It is with great sorrow that I write, tonight, about yet another large-scale migrant tragedy in the Mediterranean. Although it is being reported internationally, events elsewhere are grabbing the headlines and the deaths of at least 239 people on their tragic journey to what they hoped would be a life, if not a better one - for few of them would have been naive - have received scant attention in the English language news bulletins I have watched today [Thursday].
As often happens in these cases, definite numbers are not, and may never be, available and details of what happened are being pieced together from what the survivors are able to tell their rescuers. What seems to have happened is as follows:
Two inadequate dinghies, one carrying 138 migrants and the other 140, left Libya in the early hours of Wednesday. The migrants knew that the boats were flimsy and would be overcrowded but were forced by people traffickers, who killed a man in front of them as a "lesson" in obedience - to embark. It wasn't long before the boats capsized in a rough sea about 25 miles off the Libyan coast. In a rescue operation involving five ships and coordinated by the Italian Coast Guard, 29 people were saved and taken to Lampedusa. Two were subsequently transferred to hospital in Palermo. So far 12 bodies, three of which are those of babies, have been recovered. Survivors think that the number of people missing could be 249.
If, as UNHCR estimates, the number is 239, that brings the death toll of migrants seeking safety in Europe this year to 4,220 - a staggering figure in a "civilised" world. Both the Mayor of Lampedusa, Giusy Nicolini, and UNHCR have today again called for safe corridors for migrants.
In other sad news today we learned that Fatim Jawara, the Gambian goalkeeper who played in the Women's Under 17 World Cup in Azerbaijan in 2012, has died on a migrant crossing. Her dream was to reach Europe and play for a major club here. Instead, her body is thought to be among those of 97 migrants who died on the night of 27th October. She was 19 years old.

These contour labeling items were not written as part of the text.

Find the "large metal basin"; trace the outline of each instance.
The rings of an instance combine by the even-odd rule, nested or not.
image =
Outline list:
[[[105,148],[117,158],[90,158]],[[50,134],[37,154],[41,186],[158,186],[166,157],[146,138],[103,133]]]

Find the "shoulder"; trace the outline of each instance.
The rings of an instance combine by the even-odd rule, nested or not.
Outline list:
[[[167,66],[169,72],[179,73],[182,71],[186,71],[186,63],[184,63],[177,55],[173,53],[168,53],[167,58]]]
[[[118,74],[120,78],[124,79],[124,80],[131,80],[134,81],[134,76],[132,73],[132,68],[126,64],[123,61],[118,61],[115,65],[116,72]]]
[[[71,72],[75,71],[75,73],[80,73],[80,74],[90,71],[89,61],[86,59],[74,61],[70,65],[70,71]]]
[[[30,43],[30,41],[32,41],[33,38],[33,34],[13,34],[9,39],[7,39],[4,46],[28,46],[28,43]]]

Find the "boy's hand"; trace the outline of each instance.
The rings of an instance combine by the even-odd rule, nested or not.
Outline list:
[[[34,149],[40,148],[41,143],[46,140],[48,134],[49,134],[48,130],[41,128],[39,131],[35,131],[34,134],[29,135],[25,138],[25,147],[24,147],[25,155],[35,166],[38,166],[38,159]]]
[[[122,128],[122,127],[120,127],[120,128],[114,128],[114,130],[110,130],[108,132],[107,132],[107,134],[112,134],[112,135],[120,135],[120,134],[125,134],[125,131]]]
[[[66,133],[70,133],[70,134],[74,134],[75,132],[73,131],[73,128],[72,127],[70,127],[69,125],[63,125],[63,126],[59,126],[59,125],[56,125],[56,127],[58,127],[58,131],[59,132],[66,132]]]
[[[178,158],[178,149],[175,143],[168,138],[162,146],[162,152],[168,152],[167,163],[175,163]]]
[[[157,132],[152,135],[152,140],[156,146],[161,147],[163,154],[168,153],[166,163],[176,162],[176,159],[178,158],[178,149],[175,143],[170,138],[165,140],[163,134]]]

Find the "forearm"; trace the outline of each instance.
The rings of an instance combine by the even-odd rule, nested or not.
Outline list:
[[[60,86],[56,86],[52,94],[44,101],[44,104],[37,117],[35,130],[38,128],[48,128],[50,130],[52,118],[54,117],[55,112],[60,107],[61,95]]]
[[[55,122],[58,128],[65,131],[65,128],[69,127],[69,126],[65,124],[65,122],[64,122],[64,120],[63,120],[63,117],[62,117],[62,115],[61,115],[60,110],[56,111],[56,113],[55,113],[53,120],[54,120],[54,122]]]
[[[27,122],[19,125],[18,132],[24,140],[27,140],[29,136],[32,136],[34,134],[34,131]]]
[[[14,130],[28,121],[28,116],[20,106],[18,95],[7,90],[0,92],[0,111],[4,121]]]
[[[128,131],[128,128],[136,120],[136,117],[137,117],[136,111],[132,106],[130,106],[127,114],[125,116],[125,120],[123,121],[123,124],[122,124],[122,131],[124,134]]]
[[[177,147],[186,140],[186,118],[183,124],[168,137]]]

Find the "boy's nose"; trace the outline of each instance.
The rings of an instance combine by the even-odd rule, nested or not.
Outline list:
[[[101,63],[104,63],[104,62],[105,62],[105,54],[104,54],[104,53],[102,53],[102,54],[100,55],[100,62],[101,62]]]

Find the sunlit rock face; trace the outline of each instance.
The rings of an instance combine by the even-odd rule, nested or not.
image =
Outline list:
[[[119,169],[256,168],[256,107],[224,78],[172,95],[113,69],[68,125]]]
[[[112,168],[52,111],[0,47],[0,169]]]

Flavio di Giacomo of the IOM said today that people traffickers are telling migrants that Europe is training the Libyan Coast Guard to carry out rescue missions so that those saved can be taken back to Libya rather than European ports such as Lampedusa. This may explain the present rush to board the boats, whatever the risk.
On Thursday a further 766 migrants were rescued in the Mediterranean in seven operations led by the Rome Coast Guard.